Patrons of the new Whitehall branch of the Columbus Metropolitan Library, 4445 E. Broad St., demonstrated their eagerness Saturday, April 11, by lining up two hours before the start of a ribbon-cutting ceremony.

Patrons of the new Whitehall branch of the Columbus Metropolitan Library, 4445 E. Broad St., demonstrated their eagerness Saturday, April 11, by lining up two hours before the start of a ribbon-cutting ceremony.

"We have people knocking on the doors (before it opened)," said Gregg Dodd, director of marketing for the library system.

"We are thrilled at the amount of community support we have received. This community deserves a centerpiece and can be proud of this new library," Dodd said as hundreds of patrons explored the 20,000-square-foot Whitehall branch for the first time.

In a speech before the opening April 11, Mayor Kim Maggard called it "an exciting and historical day" in Whitehall and said the library is an amenity well-deserved by residents.

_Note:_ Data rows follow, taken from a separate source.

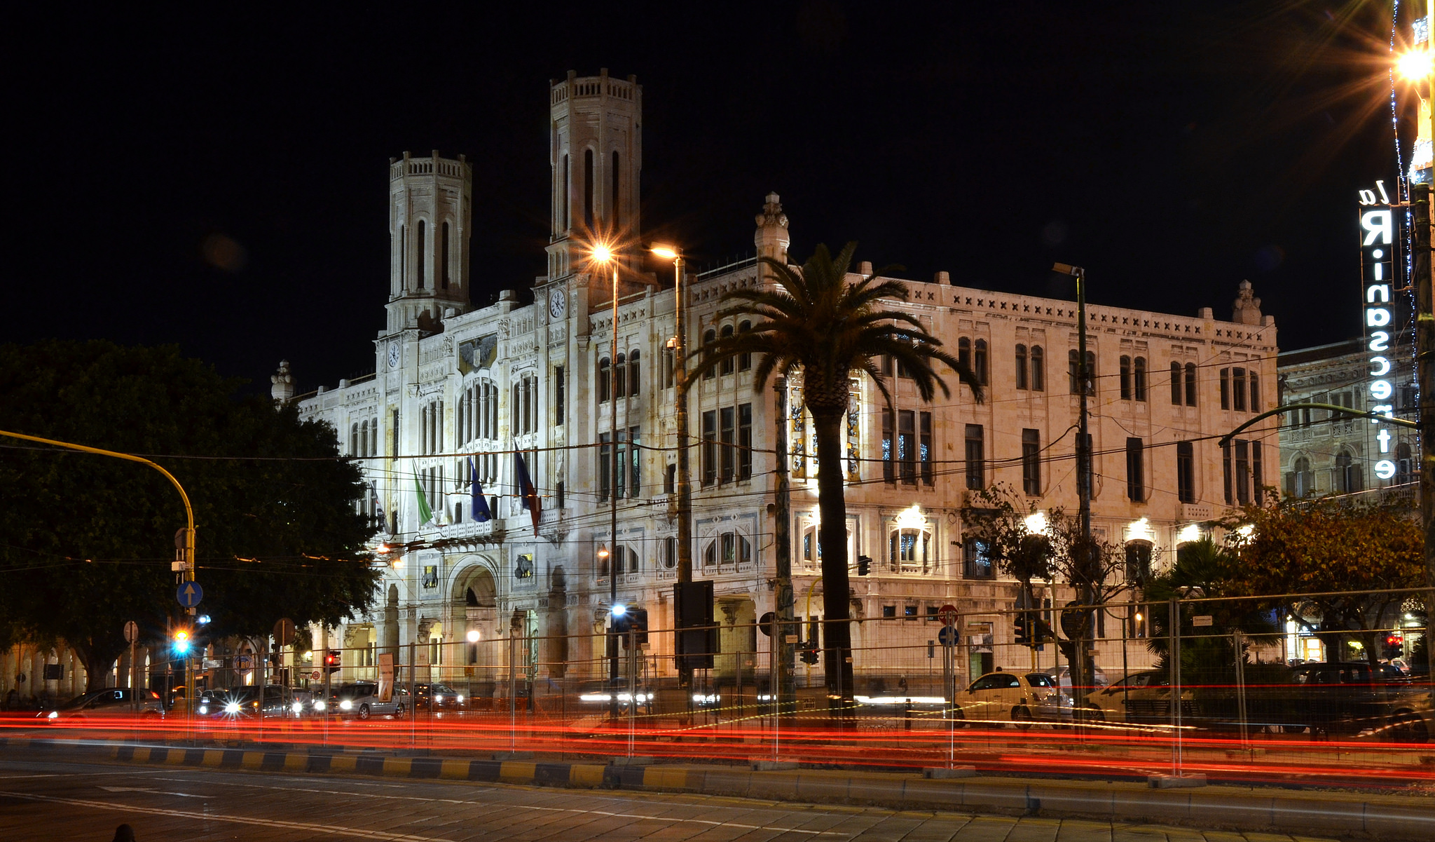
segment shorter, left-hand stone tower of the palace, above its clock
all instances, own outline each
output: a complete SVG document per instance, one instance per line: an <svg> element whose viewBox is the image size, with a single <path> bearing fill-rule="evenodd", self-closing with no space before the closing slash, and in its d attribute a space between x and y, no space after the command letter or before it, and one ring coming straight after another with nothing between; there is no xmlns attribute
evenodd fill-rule
<svg viewBox="0 0 1435 842"><path fill-rule="evenodd" d="M433 329L468 303L474 168L459 155L389 159L389 333Z"/></svg>

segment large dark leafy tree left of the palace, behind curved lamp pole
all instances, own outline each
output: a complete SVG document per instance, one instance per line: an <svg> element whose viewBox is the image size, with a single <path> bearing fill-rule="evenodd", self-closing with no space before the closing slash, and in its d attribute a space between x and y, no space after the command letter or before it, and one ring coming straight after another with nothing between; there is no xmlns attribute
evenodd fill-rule
<svg viewBox="0 0 1435 842"><path fill-rule="evenodd" d="M294 407L238 397L240 381L175 348L108 342L0 346L0 430L152 458L194 504L204 638L336 624L366 609L379 575L354 513L359 468L333 428ZM152 455L158 454L158 455ZM0 440L0 616L11 635L60 638L103 681L123 624L164 639L184 509L145 466Z"/></svg>

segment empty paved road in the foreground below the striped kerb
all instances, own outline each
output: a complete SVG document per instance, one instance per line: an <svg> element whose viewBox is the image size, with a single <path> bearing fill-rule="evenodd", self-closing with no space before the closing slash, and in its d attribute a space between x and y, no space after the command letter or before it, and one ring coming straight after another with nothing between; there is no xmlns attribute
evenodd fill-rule
<svg viewBox="0 0 1435 842"><path fill-rule="evenodd" d="M1281 842L1276 833L208 769L0 760L0 839ZM1300 838L1312 842L1312 838Z"/></svg>

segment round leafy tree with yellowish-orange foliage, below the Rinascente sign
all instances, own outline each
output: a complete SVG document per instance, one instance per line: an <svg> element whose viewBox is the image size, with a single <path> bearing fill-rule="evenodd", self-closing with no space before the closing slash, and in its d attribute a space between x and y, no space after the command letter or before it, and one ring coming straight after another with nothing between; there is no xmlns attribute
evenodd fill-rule
<svg viewBox="0 0 1435 842"><path fill-rule="evenodd" d="M1240 559L1233 595L1313 595L1269 605L1289 608L1292 619L1335 652L1359 641L1376 661L1380 629L1391 628L1409 596L1399 589L1425 583L1421 526L1392 507L1280 500L1248 507L1227 526ZM1248 526L1248 535L1238 526Z"/></svg>

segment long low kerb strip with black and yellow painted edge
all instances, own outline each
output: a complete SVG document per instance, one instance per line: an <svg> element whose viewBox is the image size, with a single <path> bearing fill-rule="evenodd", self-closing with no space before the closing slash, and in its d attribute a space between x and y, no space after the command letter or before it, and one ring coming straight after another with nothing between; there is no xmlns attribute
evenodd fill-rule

The $8.5 million library is almost triple the size of the library it replaced, a 7,500-square-foot building that opened in 1959 at 4371 E. Broad St., immediately west of the new library.

A groundbreaking ceremony for the new library was held Sept. 10, 2013; its completion took longer than expected because of harsh weather conditions during the construction period.

"We don't think it was a coincidence," said Susan Snowden. She traveled with her sister, Nancy Snowden, from the Chicago area to represent their late sister, Carol Snowden, who bequeathed $750,000 to the library to build a children's area.

Carol Snowden was a librarian in the children's area of the Whitehall branch for 30 years. She died in January 2008 at age 57.

Susan Snowden said April 14 was Carol's birthday, and there could be no better birthday present than to be able to share with the community the new children's room that bears Carol's name.

"(Carol) wanted the future to be better than the past, and the Whitehall library always had a special place in her heart," said Susan Snowden, adding family members had discussed with Carol, after she declared her gift, how the library might appear.

"I think it is everything she imagined and more," Nancy Snowden said.

Pat Losinski, chief executive officer of the library system, called the branch "the next-generation library."

While future new branches in the system likely will have many of the same amenities, luxuries such as an interior gas fireplace and drive-up window for collecting reserved materials are, for now, found only in Whitehall.

The latter amenity is precisely what attracted East Columbus resident Kathi Bennett, 69, to the grand opening.

Bennett said she had stopped visiting the library because it became inconvenient after she began using a wheelchair. She renewed her library card April 11 and said Whitehall's drive-up window will make it much easier to pick up and return materials.

"This is a fantastic new library and I'm looking forward to being able to use it more," Bennett said.

Also enjoying the library April 11 were Whitehall resident Shelly Norman and her grandchildren, Savannah Barnette, 13, and Chase Tackett, 9.

"I love the updated technology and all the places kids can hang out," said Savannah, a student at Rosemore Middle School.

Chase said he also enjoyed the available technology, including computers, and the wider selection of books and other materials.

Bexley resident Andrew Blank said his family visited the Whitehall branch about two or three times a month and lauded the new technology available and the natural light and spaciousness of the new library.

Shirley Freeman, manager of the Whitehall branch since 2009 and a 32-year employee of the library system, said it has been a unique and exciting experience to oversee the transition from the old branch to the new one.

Aside from all the new amenities and technology, Freeman said she hopes the design, too, will further attract patrons, especially children, to the library.

"There are so many places here conducive for children to read and explore," Freeman said. "We have created a true learning environment."

The former library, at the corner of East Broad Street and South Yearling Road, will remain operable as a temporary site for the system's local history and genealogy division during the renovation of the Main Library in downtown Columbus.

Once that renovation is finished -- expected in summer 2016 -- the division will relocate back to the Main Library and the former Whitehall branch will be placed for sale.